AutoML: 7 Tools to Get You Started with Data Science Automation
A survey of the best programming languages for Artificial Intelligence and Machine Learning.
Automated machine learning (AutoML) enables you to automate machine learning processes. There is a wide range of automation tools, created for different purposes. In general, machine learning tools are typically categorized into three categories of benefits—improving productivity, enforcing standardization, and promoting democratization.
This article explains what is AutoML, key advantages of AutoML, and what you can actually automate in machine learning. Including a review of seven top AutoML tools.
Automated machine learning (AutoML) is the use of automation, machine learning, and best practices to make ML accessible to a wider range of users. It is designed to help organizations speed up their training and use of ML models despite limited or a lack of access to ML experts, such as data scientists.

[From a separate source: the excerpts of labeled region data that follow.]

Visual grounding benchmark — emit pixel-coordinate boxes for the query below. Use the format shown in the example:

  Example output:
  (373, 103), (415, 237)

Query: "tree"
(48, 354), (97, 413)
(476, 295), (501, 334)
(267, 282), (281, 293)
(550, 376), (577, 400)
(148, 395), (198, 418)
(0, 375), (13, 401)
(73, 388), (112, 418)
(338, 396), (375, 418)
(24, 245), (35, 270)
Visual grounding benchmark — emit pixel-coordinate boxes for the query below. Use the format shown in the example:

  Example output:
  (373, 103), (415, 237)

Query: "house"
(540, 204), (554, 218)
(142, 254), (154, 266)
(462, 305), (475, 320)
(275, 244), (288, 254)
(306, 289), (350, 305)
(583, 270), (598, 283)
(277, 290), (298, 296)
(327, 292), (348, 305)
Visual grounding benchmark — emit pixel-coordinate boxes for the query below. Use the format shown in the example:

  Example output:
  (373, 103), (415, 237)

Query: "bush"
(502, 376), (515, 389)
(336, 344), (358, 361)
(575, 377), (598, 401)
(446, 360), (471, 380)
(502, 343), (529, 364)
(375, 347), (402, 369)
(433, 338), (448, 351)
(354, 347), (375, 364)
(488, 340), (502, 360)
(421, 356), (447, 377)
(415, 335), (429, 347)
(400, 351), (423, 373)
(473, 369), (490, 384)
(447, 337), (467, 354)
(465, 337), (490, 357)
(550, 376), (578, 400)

AutoML enables organizations to build and deploy models using templates, frameworks, and predefined processes. This speeds time to completion and helps ensure that models are as functional as possible.
Advantages of AutoML
There are three main advantages to incorporating AutoML. These are:
- Productivity—automation reduces the manual resources needed to monitor and perform repetitive ML tasks. This frees teams to focus on model refinement and packaging.
- Standardization—automated pipelines help reduce the chance of configuration errors and ensure that training and tests are performed uniformly.
- Democratization—AutoML lowers the barrier to entry for organizations with little to no ML expertise. This increases competitiveness and can increase innovation.
Although it might be nice to fully automate ML processes, that is not what AutoML does. Rather, it focuses on a few areas with high repetition. These areas include the following.
Hyperparameters are values that define how a model is trained and directly impact the accuracy of training. For example, the rate of learning, number of hidden units or layers, activations functions, or the number of epochs.
Hyperparameter optimization is a process of running your algorithm with different combinations of hyperparameters. This is done to determine which set produces the most accurate result. This process is performed with search algorithms, such as grid search, random search, or Bayesian methods.
Model selection is a process of narrowing down candidate models for your training. It applies models to data to determine which model produces the optimum combination of performance, maintainability, and complexity. It is impacted by what resources are available to you and determines how your ML pipeline is structured.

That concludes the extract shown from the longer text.